The Gallery tab is where you’ll spend a lot of time, at least at first. You can choose between a variety of different effects ranging from one just called Snow (which actually presents a nice representation of snowfall, in my opinion), to one called Unicorn Sun which looks like a vaporwave rave.
The FX Wizard is perhaps the most interesting tab of all. It allows you to create your own effect. You start with a base pattern or draw with your fingers, and there are some interesting patterns to choose from.
The Layout tab shows you the physical location of the lights in relation to one another. This is used to further customize your light setup, especially if you’ve arranged your Dots in a more intricate pattern.
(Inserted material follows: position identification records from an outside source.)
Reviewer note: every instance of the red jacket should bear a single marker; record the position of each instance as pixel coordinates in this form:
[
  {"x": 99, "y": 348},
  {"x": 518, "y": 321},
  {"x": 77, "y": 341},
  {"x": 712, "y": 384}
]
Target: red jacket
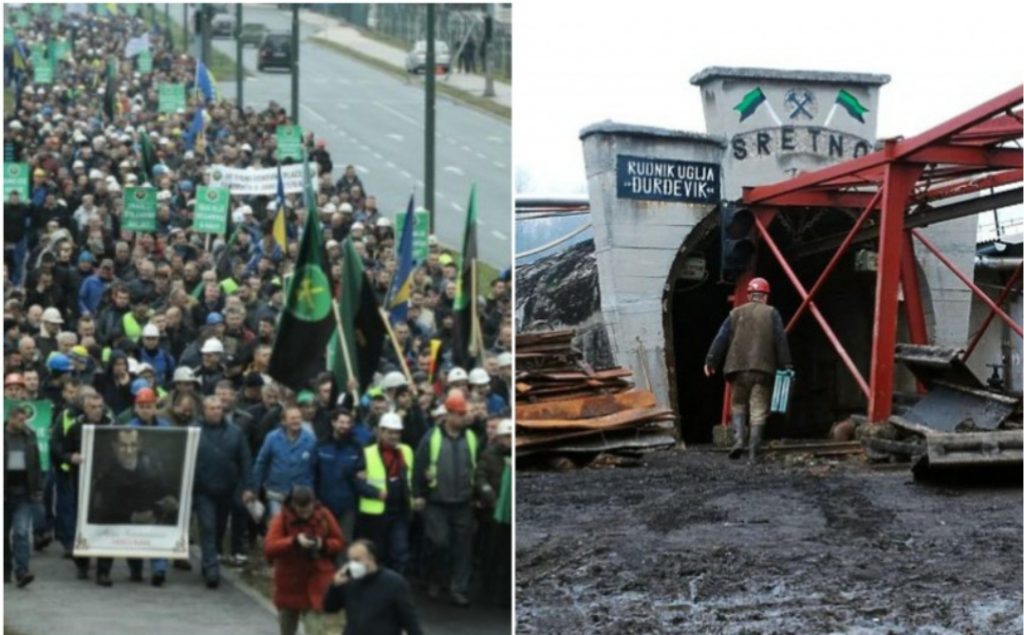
[{"x": 299, "y": 581}]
You can choose between Easy Mapping, a method that relies on your phone’s camera, and Advanced Mapping. Advanced Mapping takes multiple recordings and gives you a much more precise map in the end.
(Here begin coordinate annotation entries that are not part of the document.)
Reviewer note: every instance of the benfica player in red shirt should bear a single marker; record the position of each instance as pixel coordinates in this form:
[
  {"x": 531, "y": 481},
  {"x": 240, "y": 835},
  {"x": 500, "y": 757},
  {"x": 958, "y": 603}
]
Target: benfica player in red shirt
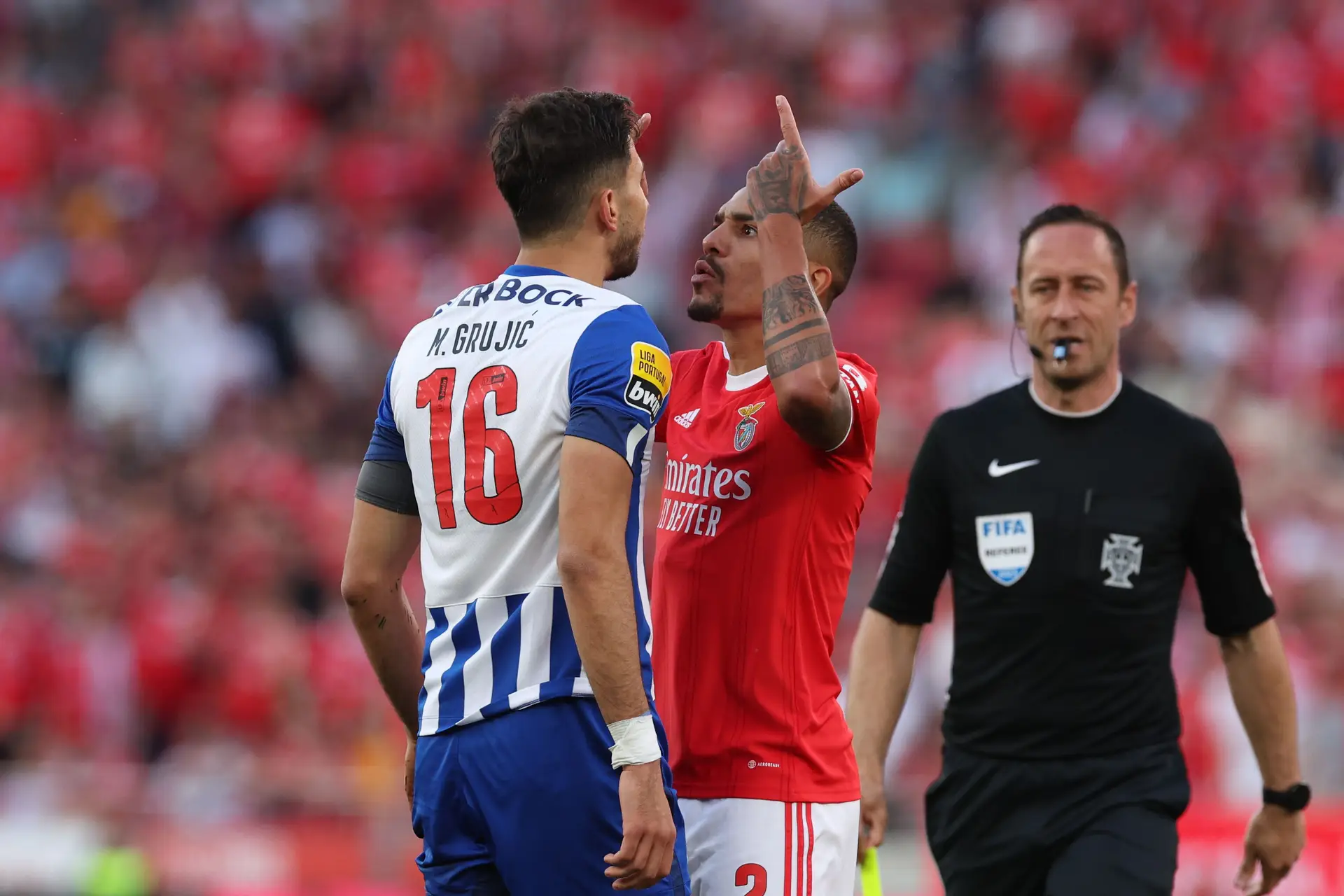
[{"x": 769, "y": 442}]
Finally, the Devices tab displays every Twinkly device connected to your account and its current status.
Traditionally, Twinkly-branded smart lights have carried a higher-than-average price tag, and the Dots are no exception. The three different configurations carry different price tags:
Dots 60: $50
Dots 200: $115
Dots 400: $176
How smart are these lights?
The Twinkly Dots work with the usual suspects like Google Assistant, Amazon Alexa, and even Apple HomeKit – but they also have support for Razer Chroma and HP Omen. This means the lights can sync up with what’s on-screen if you’re watching content or playing a video game, making them even more decorative than they might otherwise be. If you plan to use them as a way to enhance a game room, I would suggest using the USB-powered version. The others are just too long to feasibly work in decorating a desk or the back of a computer monitor.
The Twinkly Dots are a nice, aesthetic addition to any room of the home, but their functionality is somewhat limited. The lights aren’t utilitarian, but purely decorative. Outside of their physical shape, the Twinkly Dots don’t bring anything new to the table.
Is there a better alternative?
If you’re looking for an alternative in this exact shape, you’re out of luck – Twinkly has the market cornered for unique shapes. The Govee Rope Light is a potential alternative for just $66, but it looks completely different than the Dots. The Twinkly Dots set themselves apart with their design, and so far no other company matches it.
How long will they last?
The Twinkly Dots are well-built. With proper care (assuming you don’t pinch the wires and take proper care of the plug), they should last for years. Twinkly rates their lights with a lifespan of over 30,000 hours, and they include a one-year limited warranty.
Should you buy them?
Yes, if you want a nice-looking set of string lights. Again, this shape is unique, but if you’re only looking for smart lights and you don’t care so much about the design, there are less expensive alternatives.